Unless the name of the country is Japan, this is what usually happens:
1) Long term interest rates go up and then gradually disappear. In other words, in an American context, the government "refuses" to issue 30 year bonds at a rate it considers "exorbitant," which means the next long maturity (say, 20 years) becomes the longest one. The process continues (unless the problem is brought under control) until most of the debt is between 1-day and 1-year.
2) Banks, and other private entities are first cajoled, then forced, to buy at every auction.
3) Borrowing costs go up for everyone since the government actively competes for funds ("crowding out"). For many, there are no loans at any price.
4) Inflation goes up even in the face of lower or negative growth since the higher cost of borrowing impairs production and the supply of goods.
5) All monetary policy becomes stop/go as attempts to control the problem through higher short term rates slow down the economy.

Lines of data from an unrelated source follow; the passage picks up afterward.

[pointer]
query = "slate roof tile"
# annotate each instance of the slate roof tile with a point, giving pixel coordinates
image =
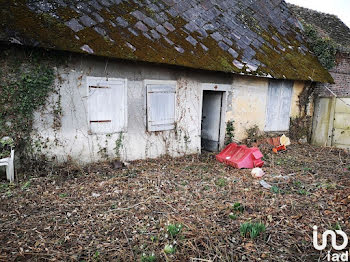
(326, 24)
(237, 36)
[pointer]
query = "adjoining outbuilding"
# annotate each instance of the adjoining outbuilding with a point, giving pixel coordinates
(148, 78)
(331, 121)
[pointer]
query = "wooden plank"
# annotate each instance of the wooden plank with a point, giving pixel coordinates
(278, 105)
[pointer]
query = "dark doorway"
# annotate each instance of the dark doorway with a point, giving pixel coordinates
(211, 120)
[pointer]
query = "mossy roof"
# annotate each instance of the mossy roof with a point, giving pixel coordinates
(251, 37)
(327, 25)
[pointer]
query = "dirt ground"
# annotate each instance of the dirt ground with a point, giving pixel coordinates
(97, 213)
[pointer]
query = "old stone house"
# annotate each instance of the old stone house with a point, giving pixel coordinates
(331, 123)
(148, 78)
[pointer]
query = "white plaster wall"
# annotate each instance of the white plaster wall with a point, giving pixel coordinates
(249, 101)
(245, 104)
(72, 139)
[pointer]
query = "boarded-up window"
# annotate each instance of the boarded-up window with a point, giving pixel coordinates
(107, 105)
(160, 107)
(278, 105)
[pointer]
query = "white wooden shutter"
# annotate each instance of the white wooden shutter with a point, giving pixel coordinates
(160, 107)
(278, 105)
(107, 105)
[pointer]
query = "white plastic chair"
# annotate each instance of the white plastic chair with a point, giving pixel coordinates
(8, 162)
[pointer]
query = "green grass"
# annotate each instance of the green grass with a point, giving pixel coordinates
(253, 230)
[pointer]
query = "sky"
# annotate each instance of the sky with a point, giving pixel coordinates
(340, 8)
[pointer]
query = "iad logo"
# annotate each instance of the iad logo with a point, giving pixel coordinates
(335, 256)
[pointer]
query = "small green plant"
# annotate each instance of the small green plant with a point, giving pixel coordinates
(275, 189)
(221, 182)
(96, 256)
(336, 226)
(154, 238)
(169, 249)
(238, 207)
(307, 170)
(232, 216)
(303, 192)
(253, 230)
(26, 185)
(148, 258)
(174, 229)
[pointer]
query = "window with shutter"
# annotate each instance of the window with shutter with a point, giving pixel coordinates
(278, 105)
(107, 105)
(161, 106)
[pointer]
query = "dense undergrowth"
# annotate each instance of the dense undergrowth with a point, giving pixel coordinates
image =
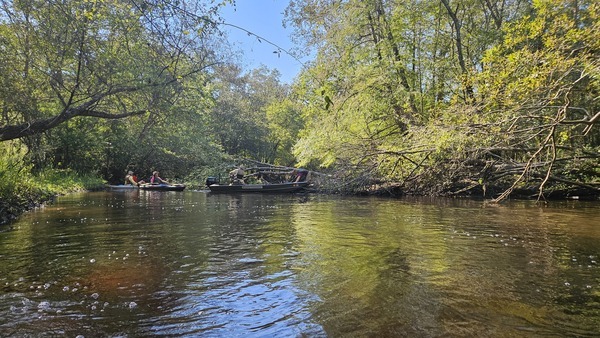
(22, 190)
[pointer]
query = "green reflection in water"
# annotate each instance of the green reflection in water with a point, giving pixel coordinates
(192, 263)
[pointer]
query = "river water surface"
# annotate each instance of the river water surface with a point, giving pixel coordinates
(195, 264)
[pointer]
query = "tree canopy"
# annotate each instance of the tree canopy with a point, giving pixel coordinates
(488, 97)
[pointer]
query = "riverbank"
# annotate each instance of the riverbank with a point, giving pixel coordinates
(21, 193)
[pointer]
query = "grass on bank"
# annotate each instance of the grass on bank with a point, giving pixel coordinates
(21, 190)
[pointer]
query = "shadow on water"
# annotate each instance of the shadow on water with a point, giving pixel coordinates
(147, 263)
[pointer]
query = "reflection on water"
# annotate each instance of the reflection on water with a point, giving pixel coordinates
(147, 263)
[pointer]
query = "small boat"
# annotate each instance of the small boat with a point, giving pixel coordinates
(264, 188)
(158, 187)
(163, 187)
(122, 187)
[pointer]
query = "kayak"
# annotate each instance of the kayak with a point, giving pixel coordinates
(163, 187)
(154, 187)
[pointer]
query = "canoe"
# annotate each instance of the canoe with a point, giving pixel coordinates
(264, 188)
(163, 187)
(156, 187)
(122, 187)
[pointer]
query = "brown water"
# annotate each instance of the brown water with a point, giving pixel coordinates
(194, 264)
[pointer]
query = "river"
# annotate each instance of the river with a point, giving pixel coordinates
(196, 264)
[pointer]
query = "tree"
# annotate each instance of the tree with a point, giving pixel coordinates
(106, 59)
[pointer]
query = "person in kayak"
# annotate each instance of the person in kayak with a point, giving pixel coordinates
(155, 179)
(131, 178)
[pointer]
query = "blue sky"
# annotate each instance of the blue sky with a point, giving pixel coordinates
(263, 18)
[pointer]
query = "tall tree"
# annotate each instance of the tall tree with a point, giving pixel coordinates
(106, 59)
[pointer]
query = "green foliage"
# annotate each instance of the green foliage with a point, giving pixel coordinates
(20, 189)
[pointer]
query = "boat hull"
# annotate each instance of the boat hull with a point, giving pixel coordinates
(154, 187)
(258, 188)
(163, 187)
(122, 187)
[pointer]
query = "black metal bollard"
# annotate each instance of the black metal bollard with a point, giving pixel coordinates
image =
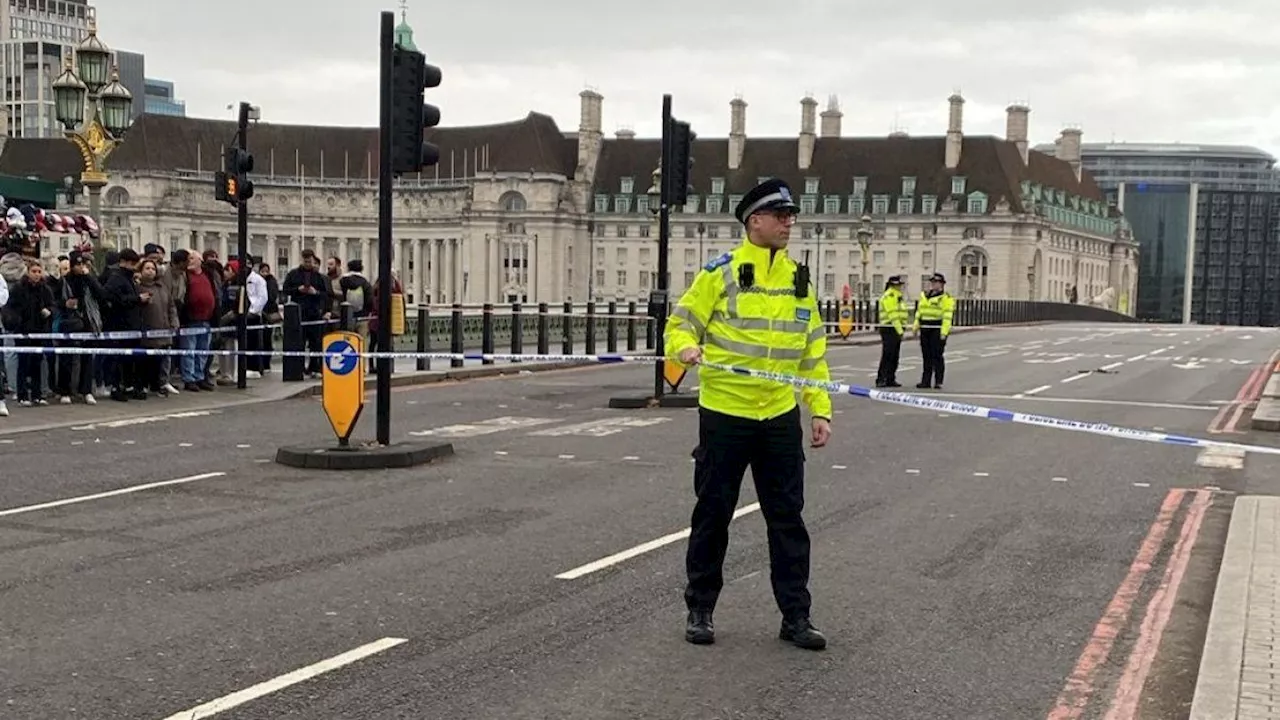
(567, 328)
(424, 337)
(517, 331)
(456, 337)
(292, 364)
(611, 331)
(346, 318)
(590, 328)
(487, 333)
(544, 329)
(631, 326)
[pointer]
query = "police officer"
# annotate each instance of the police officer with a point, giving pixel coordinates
(753, 308)
(892, 318)
(933, 322)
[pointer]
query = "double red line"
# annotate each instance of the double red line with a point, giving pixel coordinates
(1228, 419)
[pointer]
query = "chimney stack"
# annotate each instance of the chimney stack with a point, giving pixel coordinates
(808, 131)
(831, 118)
(736, 132)
(1015, 130)
(955, 133)
(1069, 149)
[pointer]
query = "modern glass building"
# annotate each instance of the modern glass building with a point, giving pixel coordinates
(1207, 223)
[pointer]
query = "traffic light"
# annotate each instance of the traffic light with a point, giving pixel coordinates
(681, 162)
(232, 181)
(411, 74)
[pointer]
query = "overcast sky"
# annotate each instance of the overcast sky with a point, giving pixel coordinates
(1174, 71)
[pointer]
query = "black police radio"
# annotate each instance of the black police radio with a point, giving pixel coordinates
(801, 281)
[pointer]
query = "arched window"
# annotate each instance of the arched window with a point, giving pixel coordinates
(512, 201)
(974, 267)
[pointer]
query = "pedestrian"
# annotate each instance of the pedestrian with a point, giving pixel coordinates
(753, 308)
(892, 318)
(933, 322)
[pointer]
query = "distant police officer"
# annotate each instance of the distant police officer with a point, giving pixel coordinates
(892, 318)
(933, 320)
(753, 308)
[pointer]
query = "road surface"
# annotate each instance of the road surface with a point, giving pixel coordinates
(961, 568)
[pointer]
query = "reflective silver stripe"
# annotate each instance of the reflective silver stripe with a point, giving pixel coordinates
(760, 323)
(749, 350)
(686, 315)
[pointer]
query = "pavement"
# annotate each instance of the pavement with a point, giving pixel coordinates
(961, 568)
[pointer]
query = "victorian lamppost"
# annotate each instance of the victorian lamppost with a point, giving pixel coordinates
(95, 110)
(864, 242)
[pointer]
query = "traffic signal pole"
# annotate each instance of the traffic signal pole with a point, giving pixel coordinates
(659, 299)
(242, 253)
(384, 229)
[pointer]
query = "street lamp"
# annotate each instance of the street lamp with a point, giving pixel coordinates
(95, 110)
(864, 242)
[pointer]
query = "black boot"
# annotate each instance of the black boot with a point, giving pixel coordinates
(801, 633)
(700, 630)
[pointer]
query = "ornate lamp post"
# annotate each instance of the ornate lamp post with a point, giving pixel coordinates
(95, 110)
(864, 242)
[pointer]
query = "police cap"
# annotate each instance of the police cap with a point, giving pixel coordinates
(772, 194)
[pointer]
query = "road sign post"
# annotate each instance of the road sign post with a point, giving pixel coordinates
(342, 382)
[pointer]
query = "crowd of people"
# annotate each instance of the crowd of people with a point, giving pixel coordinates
(156, 300)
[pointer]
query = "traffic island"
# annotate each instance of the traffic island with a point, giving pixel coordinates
(371, 456)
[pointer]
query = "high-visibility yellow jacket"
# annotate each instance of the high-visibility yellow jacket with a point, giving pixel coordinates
(936, 310)
(892, 309)
(762, 327)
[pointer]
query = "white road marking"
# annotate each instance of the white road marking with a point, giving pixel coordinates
(484, 427)
(600, 428)
(641, 548)
(109, 493)
(227, 702)
(129, 422)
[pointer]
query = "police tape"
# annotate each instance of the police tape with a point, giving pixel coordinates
(903, 399)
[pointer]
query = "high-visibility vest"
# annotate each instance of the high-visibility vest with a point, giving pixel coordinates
(760, 327)
(936, 310)
(892, 310)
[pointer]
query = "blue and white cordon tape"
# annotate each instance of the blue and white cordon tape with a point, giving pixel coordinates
(832, 387)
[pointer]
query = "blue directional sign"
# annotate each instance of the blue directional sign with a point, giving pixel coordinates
(343, 382)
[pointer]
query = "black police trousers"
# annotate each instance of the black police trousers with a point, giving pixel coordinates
(932, 345)
(775, 451)
(891, 350)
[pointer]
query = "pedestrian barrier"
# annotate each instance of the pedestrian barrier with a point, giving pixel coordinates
(832, 387)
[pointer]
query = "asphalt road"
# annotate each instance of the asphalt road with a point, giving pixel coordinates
(961, 568)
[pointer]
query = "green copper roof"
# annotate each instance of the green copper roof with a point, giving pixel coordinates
(405, 36)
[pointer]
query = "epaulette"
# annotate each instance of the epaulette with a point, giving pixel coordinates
(718, 261)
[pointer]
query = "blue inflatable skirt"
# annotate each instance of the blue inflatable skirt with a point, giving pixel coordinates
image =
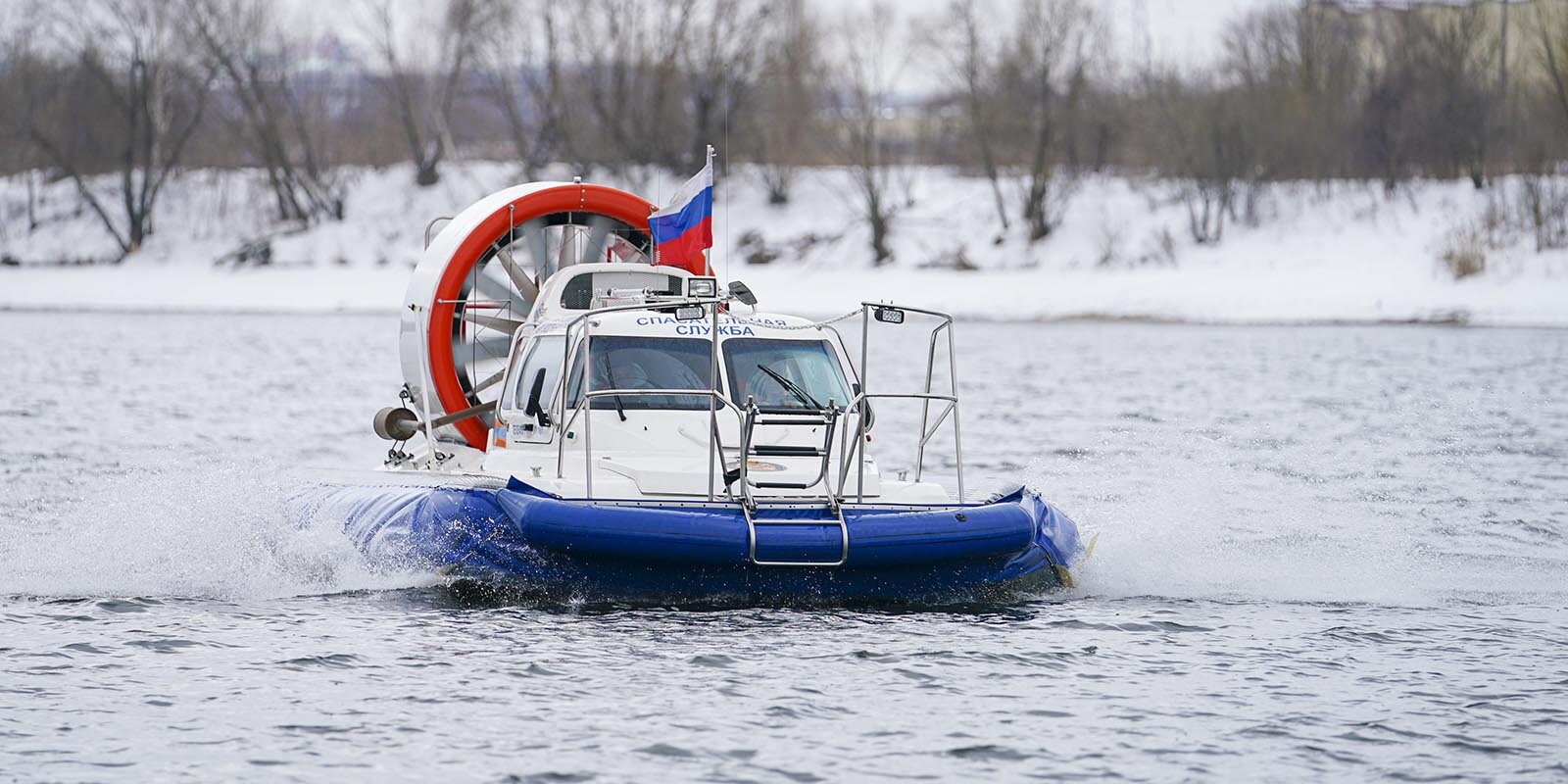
(658, 551)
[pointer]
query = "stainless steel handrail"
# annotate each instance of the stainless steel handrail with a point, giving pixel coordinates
(858, 405)
(858, 446)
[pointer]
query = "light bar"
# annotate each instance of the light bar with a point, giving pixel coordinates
(888, 316)
(702, 287)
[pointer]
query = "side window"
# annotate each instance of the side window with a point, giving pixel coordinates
(546, 353)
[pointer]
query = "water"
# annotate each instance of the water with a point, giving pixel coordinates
(1324, 553)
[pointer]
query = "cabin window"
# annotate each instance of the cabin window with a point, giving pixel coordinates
(645, 363)
(784, 375)
(548, 353)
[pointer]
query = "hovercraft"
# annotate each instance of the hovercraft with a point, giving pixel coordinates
(582, 420)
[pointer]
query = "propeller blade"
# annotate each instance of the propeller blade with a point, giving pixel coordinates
(488, 347)
(490, 381)
(519, 278)
(598, 232)
(493, 290)
(493, 321)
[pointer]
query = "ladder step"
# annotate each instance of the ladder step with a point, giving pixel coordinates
(811, 540)
(786, 452)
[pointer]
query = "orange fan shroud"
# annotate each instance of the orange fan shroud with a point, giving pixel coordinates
(576, 198)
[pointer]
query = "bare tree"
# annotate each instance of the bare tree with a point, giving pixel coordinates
(423, 85)
(525, 80)
(629, 80)
(969, 55)
(1551, 51)
(789, 94)
(1045, 74)
(127, 59)
(720, 65)
(867, 68)
(242, 41)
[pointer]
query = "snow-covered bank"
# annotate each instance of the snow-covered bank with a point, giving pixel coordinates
(1317, 253)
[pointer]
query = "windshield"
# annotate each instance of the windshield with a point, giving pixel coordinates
(645, 363)
(784, 373)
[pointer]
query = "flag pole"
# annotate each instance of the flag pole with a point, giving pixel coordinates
(708, 253)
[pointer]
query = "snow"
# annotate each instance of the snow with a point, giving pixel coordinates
(1314, 253)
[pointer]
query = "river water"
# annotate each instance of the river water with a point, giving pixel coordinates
(1322, 553)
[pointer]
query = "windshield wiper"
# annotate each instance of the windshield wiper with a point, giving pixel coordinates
(609, 372)
(789, 386)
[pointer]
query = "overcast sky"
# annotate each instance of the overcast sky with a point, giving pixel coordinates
(1184, 31)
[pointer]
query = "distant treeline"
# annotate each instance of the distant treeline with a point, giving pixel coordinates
(1023, 91)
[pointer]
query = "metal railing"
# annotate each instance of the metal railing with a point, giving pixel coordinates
(857, 447)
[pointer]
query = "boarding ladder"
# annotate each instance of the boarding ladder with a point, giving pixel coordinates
(755, 507)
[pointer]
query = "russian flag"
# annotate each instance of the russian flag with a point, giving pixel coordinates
(686, 227)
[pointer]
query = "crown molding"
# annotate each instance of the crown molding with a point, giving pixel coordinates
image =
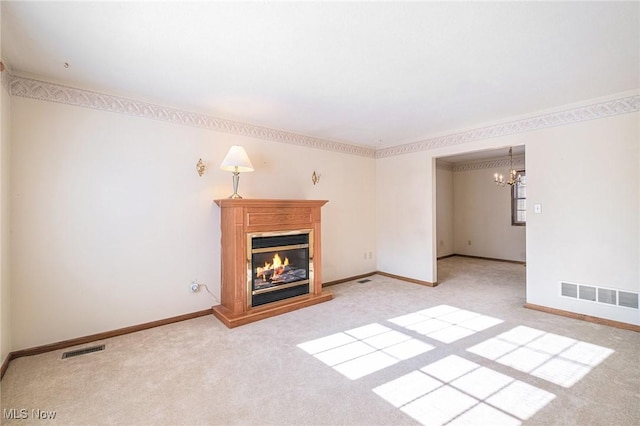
(492, 163)
(569, 116)
(51, 92)
(444, 165)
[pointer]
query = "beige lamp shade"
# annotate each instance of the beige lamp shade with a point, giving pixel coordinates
(237, 160)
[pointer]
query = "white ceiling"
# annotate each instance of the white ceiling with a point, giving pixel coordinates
(374, 74)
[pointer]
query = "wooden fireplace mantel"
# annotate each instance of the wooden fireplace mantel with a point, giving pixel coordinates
(240, 217)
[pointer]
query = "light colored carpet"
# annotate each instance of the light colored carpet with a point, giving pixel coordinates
(385, 352)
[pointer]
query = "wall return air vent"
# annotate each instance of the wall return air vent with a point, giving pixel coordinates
(83, 351)
(608, 296)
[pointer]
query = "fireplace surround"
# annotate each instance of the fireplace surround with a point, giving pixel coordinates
(271, 258)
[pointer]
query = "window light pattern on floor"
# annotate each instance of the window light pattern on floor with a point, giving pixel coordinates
(361, 351)
(445, 323)
(557, 359)
(456, 391)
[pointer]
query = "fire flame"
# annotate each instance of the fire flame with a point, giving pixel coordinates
(277, 267)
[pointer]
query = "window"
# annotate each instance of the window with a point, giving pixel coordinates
(519, 201)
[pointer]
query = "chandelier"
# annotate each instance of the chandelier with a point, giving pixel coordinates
(514, 177)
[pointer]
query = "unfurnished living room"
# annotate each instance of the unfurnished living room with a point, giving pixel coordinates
(319, 213)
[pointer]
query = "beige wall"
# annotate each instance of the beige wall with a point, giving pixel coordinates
(584, 175)
(444, 210)
(406, 215)
(5, 264)
(5, 287)
(482, 216)
(111, 221)
(589, 228)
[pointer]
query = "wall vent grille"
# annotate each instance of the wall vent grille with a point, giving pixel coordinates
(607, 296)
(569, 290)
(82, 351)
(630, 300)
(587, 292)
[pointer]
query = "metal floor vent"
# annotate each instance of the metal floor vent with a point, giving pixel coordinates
(82, 351)
(608, 296)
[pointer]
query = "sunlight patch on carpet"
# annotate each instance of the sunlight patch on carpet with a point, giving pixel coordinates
(456, 391)
(557, 359)
(358, 352)
(445, 323)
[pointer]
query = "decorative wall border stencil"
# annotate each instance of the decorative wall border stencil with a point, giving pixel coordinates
(570, 116)
(494, 163)
(4, 80)
(51, 92)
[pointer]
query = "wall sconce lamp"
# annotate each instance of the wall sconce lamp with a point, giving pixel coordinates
(200, 167)
(315, 178)
(236, 161)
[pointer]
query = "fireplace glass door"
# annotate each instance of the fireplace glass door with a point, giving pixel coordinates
(279, 266)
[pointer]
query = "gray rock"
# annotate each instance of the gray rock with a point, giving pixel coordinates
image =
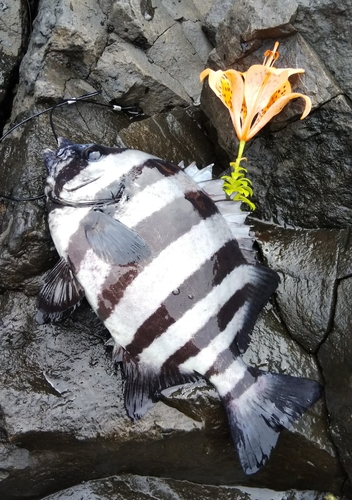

6) The exchange rate, up until now ignored by the Central Bank, becomes a critical variable. A lower currency, other things being equal, stimulates the economy but may discourage foreign inflows and drive rates higher. The result, usually, is an unstable currency with higher rates.
7) Equities go DOWN as P/Es' contract to match higher rates in competing investments and production loans.
8) Profitability suffers as resources are diverted from production to financial management.
The counter example is Japan where they have successfully managed to double the sovereign debt without, yet, paying the price of much higher interest rates. Which of the two cases is a better fit for the US is up to you. I for one am not happy to see the backup in interest rates.